Als sie weitergingen, wurde es dunkler, und Lara merkte, dass keine Eisspinnen mehr aus den Wänden kamen, um ihnen den Weg mit ihren leuchtenden Seidenfäden zu erhellen. Der Tunnel führte in einer kleinen Anhöhe weiter aufwärts, und mit jedem Schritt wurden die Pods auf dem Boden zahlreicher, und auch die Temperatur stieg an.
»Bleibt mal stehen!« Lara nahm sich einen Moment, um sich gründlich umzusehen.
Ihre Nachtsicht war recht gut, aber die Karpatianer konnten ohne jedes Licht im Dunkeln sehen, und es sah so aus, als würden ein paar Schritte mehr sie über die leichte Anhöhe hinweg und in wirklich rabenschwarze Finsternis hineinbringen. Bevor sie praktisch blind wurde und sich auf die anderen verlassen musste, wollte sie die Stabilität des Eises prüfen. Dabei bemerkte sie, dass zwei besonders scharfe, gebogene Eiszapfen – je einer rechts und links von ihnen in der Nähe des Ausgangs – bereits tropften. Die Tropfen waren von gelblicher Farbe und vereinten sich zu einem kleinen Rinnsal, das am Fuß der Zapfen entlang zum Boden hinunterfloss. Die Flüssigkeit speiste die kleinen Hohlräume im Eis und färbte sie langsam bernsteinfarben. Während das Wasser gelb wie Bernstein wurde, waren leichte Bewegungen darin wahrzunehmen, winzige Mikroben, die in den kleinen Wasserstellen herumschwammen.

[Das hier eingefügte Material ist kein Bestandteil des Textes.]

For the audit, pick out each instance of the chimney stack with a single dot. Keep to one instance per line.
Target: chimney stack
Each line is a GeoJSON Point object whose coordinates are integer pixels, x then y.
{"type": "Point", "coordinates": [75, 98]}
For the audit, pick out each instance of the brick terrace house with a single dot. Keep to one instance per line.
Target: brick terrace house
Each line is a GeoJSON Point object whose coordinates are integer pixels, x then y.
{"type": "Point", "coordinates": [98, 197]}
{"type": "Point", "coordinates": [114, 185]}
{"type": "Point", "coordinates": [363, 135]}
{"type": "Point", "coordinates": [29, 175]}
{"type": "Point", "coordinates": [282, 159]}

Lara unterdrückte einen Fluch. »Das ist nicht gut.«
Nicolas war schon ein paar Schritte vorausgegangen, um das Licht weit genug hinter sich zu bringen und sich seiner exzellenten Nachtsicht bedienen zu können. Von der Kuppe der Anhöhe blickte er in den pechschwarzen Tunnel vor ihnen herab.
»Auch die Geräusche sind anders«, sagte Natalya. »Das gefällt mir nicht.«
Vikirnoff ging zu Nicolas und betrachtete mit ihm den einzigen Weg, der ihnen offenstand. »Was meinst du?« Beide sahen sich unaufhörlich um.
»Irgendetwas erwartet uns da unten«, sagte Nicolas. »Ich weiß nicht, was es ist, doch ich kann Bewegung spüren. Ich glaube, dass die Schattenkrieger uns nicht ohne Grund in diesen Tunnel getrieben haben. Irgendetwas erwartet uns dort unten, um uns anzugreifen.«
Vikirnoff blickte über seine Schulter. Die Schattenkrieger hatten sich noch nicht verzogen. Sie hielten die Stellung und warteten auf irgendetwas.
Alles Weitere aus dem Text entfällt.